The team at the Dana Farber Cancer Institute prematurely aged mice with a telomerase switch, then reversed the switch. The goal of this experiment is to determine whether the signs and symptoms of aging can be slowed down, or even reversed. The head of the study, Ronald DePhino, MD said that, “If you can remove the underlying damage and stresses that drive the aging process and cause stem cells to go into growth arrest, you may be able to recruit them back into a regenerative response to rejuvenate tissues and maintain health in the aged."
The mice in this experiment were specifically engineered to develop acute DNA and tissue damage as the result of premature aging. Some of the conditions they experienced were, reduced testes size, low sperm count, intestinal damage, brain shrinkage, and the inability to grow new brain cells. According to Dr. DePhino, the goal of the experiment was, "We wanted to know: If you could flip the telomerase switch on and restore telomeres in animals with entrenched age-related disease, what would happen? Would it slow down aging, stabilize it, or even reverse it?"

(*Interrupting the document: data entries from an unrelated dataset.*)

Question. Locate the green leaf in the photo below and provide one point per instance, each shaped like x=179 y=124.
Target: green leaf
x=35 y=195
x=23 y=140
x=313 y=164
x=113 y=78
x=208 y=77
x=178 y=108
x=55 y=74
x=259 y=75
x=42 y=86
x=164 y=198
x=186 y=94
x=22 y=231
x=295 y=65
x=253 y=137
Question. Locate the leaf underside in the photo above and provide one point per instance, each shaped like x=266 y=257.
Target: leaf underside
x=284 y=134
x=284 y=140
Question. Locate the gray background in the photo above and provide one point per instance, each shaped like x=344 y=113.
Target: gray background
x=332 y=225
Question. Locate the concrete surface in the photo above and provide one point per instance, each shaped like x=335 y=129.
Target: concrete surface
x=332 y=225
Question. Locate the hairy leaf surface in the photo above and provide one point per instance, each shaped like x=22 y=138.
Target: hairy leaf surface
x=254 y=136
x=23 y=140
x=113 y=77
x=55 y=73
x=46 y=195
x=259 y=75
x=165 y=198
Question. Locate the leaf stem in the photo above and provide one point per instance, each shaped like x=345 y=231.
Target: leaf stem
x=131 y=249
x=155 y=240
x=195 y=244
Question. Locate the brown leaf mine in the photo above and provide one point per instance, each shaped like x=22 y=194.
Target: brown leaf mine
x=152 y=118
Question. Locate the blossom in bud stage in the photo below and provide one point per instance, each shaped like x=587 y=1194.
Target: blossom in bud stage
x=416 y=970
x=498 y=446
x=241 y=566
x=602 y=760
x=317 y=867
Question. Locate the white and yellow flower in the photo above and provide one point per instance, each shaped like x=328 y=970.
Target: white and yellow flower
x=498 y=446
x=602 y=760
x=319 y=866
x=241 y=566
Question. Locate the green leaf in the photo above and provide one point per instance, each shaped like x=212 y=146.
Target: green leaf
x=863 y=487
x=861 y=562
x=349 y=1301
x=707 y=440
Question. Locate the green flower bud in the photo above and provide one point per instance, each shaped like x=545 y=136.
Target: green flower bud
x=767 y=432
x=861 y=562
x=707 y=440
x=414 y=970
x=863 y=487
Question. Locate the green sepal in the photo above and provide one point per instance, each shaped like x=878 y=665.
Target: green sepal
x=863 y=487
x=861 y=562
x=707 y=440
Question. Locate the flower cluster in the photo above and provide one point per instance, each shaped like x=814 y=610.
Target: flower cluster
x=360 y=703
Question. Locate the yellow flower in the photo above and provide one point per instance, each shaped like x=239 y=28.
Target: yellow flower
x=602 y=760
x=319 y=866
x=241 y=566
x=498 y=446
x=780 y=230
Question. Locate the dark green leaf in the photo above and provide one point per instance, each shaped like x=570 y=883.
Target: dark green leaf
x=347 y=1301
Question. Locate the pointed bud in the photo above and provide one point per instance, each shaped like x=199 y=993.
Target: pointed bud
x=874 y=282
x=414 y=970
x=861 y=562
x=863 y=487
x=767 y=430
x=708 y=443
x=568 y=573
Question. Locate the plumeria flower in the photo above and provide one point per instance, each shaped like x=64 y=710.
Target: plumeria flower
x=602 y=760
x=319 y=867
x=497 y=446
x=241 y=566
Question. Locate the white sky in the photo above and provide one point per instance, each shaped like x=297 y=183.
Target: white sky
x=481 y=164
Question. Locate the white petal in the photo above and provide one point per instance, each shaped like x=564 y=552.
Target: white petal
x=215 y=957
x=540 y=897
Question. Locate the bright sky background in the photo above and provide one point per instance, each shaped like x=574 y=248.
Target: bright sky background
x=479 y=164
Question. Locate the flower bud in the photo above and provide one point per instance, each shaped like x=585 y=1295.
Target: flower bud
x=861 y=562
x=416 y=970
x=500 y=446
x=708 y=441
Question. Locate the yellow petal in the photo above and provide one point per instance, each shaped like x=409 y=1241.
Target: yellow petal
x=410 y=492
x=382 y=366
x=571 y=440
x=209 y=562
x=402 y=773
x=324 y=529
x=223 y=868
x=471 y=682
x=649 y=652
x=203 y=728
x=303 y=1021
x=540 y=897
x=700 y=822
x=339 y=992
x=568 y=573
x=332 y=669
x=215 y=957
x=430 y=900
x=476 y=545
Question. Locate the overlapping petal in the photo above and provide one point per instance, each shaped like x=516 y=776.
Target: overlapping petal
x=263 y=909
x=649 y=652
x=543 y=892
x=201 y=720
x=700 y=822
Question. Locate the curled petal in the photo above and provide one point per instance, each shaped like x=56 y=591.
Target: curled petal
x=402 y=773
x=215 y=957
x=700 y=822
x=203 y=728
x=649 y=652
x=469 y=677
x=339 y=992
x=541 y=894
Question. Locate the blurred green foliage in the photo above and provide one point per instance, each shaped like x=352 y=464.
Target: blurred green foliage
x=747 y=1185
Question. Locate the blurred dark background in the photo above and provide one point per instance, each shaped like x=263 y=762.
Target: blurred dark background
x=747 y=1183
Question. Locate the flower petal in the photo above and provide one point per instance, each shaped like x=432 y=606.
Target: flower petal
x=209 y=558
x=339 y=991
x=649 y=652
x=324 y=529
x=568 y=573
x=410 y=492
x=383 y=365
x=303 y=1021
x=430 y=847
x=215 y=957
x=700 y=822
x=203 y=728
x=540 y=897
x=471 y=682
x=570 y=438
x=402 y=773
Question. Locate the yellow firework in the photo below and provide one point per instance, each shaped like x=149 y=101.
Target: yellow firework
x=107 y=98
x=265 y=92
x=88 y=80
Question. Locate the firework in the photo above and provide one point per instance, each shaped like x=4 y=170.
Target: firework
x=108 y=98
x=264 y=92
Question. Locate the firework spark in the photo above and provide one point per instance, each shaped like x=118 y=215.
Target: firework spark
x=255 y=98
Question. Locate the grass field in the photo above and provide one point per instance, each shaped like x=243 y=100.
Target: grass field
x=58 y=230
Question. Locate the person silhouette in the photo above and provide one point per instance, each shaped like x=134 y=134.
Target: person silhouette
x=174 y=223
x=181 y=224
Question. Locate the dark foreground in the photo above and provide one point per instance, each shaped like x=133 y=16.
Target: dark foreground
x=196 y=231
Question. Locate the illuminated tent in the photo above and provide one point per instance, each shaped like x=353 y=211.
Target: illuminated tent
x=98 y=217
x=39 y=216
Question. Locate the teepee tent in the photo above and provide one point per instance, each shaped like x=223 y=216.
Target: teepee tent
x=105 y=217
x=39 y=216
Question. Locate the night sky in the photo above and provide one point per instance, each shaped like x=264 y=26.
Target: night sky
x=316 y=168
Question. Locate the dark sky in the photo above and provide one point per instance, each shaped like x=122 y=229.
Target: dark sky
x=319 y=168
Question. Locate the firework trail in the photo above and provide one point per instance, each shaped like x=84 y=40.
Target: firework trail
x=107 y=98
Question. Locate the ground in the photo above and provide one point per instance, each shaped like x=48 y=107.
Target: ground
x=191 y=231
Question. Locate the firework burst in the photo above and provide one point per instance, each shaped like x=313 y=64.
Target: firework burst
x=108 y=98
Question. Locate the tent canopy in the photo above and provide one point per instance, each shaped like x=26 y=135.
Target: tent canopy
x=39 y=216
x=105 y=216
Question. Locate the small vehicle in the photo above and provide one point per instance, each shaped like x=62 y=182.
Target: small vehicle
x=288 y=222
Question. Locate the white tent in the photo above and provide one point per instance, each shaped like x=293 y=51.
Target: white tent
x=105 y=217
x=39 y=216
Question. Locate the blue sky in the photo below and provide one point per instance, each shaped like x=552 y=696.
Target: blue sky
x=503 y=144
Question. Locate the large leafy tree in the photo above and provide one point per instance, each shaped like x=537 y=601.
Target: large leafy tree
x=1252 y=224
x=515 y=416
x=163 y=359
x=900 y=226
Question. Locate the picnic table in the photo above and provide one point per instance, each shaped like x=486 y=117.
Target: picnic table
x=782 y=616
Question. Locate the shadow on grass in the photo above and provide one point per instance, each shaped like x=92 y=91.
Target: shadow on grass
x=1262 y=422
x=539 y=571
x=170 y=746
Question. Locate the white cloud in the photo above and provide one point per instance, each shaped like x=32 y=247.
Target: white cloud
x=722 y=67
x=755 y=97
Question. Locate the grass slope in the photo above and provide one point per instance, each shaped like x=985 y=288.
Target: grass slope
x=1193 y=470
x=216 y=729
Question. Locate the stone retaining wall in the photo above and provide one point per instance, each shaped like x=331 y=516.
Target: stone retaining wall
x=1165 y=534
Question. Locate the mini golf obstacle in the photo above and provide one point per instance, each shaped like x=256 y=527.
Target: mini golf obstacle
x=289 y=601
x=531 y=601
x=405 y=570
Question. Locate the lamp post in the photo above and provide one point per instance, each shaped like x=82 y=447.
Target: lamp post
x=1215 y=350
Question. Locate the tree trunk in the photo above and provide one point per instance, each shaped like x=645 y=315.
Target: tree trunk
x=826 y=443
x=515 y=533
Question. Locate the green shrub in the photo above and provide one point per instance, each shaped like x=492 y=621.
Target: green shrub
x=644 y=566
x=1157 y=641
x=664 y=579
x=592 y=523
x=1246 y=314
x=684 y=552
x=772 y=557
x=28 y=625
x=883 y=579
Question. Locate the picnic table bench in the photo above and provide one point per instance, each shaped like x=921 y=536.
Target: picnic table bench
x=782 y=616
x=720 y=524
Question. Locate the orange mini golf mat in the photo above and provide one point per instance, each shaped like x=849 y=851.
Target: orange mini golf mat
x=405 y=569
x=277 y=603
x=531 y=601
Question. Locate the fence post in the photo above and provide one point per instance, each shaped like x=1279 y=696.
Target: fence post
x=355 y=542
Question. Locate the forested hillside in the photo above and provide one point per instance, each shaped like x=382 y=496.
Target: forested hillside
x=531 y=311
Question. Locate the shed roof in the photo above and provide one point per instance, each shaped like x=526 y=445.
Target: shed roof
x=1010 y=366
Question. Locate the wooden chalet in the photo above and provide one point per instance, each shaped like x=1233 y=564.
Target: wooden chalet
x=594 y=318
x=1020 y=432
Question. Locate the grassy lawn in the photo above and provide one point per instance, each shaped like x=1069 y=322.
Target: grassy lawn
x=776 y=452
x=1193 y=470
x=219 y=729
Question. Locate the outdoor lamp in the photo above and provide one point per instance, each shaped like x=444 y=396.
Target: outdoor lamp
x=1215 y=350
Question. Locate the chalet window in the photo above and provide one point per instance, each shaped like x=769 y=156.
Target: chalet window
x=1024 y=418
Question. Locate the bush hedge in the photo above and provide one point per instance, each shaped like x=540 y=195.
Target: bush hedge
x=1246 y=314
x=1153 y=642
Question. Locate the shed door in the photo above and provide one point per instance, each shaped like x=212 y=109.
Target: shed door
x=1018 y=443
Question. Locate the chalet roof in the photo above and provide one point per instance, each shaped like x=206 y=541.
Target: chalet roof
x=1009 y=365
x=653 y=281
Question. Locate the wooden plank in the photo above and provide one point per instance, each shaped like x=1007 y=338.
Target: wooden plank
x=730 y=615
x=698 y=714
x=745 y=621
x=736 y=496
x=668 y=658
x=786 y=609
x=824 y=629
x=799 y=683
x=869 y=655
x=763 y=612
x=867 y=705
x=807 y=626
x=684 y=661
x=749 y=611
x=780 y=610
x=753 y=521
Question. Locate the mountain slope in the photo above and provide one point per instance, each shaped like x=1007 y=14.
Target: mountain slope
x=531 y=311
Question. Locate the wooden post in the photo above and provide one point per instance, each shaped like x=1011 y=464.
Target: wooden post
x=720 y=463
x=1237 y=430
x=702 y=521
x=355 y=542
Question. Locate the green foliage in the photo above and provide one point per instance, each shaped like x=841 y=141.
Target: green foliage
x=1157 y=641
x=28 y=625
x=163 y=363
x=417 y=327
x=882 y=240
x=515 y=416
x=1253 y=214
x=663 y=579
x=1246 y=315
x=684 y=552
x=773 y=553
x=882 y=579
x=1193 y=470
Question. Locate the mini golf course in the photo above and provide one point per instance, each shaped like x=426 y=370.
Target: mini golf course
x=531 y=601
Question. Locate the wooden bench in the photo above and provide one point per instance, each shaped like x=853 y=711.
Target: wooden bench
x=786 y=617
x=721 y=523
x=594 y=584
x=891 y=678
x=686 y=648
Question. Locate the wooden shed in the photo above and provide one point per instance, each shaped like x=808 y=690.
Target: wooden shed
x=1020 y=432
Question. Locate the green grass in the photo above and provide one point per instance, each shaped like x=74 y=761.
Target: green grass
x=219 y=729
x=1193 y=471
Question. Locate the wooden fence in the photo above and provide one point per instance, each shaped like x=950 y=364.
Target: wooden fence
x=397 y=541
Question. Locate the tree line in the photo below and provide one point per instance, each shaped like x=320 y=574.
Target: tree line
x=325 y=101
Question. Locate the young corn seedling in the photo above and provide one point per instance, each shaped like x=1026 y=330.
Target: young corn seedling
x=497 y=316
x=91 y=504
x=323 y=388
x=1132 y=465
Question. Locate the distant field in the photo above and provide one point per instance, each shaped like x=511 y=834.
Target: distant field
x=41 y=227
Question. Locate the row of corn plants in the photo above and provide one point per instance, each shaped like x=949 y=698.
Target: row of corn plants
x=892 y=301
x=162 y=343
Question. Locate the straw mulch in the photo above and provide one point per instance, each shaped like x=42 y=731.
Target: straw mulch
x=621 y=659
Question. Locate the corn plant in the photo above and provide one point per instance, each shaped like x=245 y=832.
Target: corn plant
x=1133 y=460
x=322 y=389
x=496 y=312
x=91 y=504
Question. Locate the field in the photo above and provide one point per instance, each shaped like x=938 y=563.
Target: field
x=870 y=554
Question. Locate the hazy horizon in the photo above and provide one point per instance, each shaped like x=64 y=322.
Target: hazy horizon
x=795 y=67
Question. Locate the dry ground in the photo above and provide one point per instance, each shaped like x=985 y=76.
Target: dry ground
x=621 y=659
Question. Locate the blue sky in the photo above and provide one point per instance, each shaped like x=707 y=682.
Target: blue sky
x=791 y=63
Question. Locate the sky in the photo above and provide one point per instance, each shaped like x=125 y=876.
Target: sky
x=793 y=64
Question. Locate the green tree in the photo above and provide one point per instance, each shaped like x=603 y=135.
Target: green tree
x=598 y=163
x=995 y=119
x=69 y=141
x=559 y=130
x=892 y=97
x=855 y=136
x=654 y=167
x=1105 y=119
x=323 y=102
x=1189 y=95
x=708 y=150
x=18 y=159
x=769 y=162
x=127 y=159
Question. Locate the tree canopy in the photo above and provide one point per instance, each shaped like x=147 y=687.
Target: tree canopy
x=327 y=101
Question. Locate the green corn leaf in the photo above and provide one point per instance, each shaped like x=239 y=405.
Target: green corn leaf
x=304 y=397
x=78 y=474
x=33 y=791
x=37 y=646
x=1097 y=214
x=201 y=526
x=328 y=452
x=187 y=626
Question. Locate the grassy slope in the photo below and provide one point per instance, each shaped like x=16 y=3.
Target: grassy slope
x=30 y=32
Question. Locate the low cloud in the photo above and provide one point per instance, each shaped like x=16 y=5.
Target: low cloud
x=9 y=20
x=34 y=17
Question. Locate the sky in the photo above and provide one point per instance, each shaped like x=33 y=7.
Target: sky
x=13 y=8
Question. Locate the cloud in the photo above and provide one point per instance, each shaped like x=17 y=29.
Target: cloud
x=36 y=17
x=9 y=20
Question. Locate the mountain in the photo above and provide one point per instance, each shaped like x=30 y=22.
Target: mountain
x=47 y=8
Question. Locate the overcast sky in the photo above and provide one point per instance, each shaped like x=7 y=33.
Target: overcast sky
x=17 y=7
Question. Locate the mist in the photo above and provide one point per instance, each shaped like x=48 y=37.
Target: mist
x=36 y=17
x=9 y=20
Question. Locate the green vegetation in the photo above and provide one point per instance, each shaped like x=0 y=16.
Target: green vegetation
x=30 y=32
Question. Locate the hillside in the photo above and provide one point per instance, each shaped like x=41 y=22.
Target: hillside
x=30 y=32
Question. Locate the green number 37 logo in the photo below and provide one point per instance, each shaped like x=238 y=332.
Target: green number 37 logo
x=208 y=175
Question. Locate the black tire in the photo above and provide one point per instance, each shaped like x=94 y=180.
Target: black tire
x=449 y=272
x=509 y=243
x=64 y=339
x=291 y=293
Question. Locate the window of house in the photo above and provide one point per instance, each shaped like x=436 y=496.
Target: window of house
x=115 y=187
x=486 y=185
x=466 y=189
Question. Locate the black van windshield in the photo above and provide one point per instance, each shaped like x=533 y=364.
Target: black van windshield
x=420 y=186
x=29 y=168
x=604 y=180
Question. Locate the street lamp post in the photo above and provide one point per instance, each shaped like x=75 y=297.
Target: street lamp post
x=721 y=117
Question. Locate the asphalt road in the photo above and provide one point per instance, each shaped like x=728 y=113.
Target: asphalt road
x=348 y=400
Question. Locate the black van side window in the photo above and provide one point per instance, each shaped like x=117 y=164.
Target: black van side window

After engineering the prematurely aging mice, the researchers supplied some of the mice with a time released estrogen drug which was placed under the skin, while a placebo was used with the other mice. After a four week period, the researchers noted some significant signs of rejuvenation among the mice which had received the drug, specifically a reversal of tissue degeneration, an increased brain size, and an increase of spleen and testes size.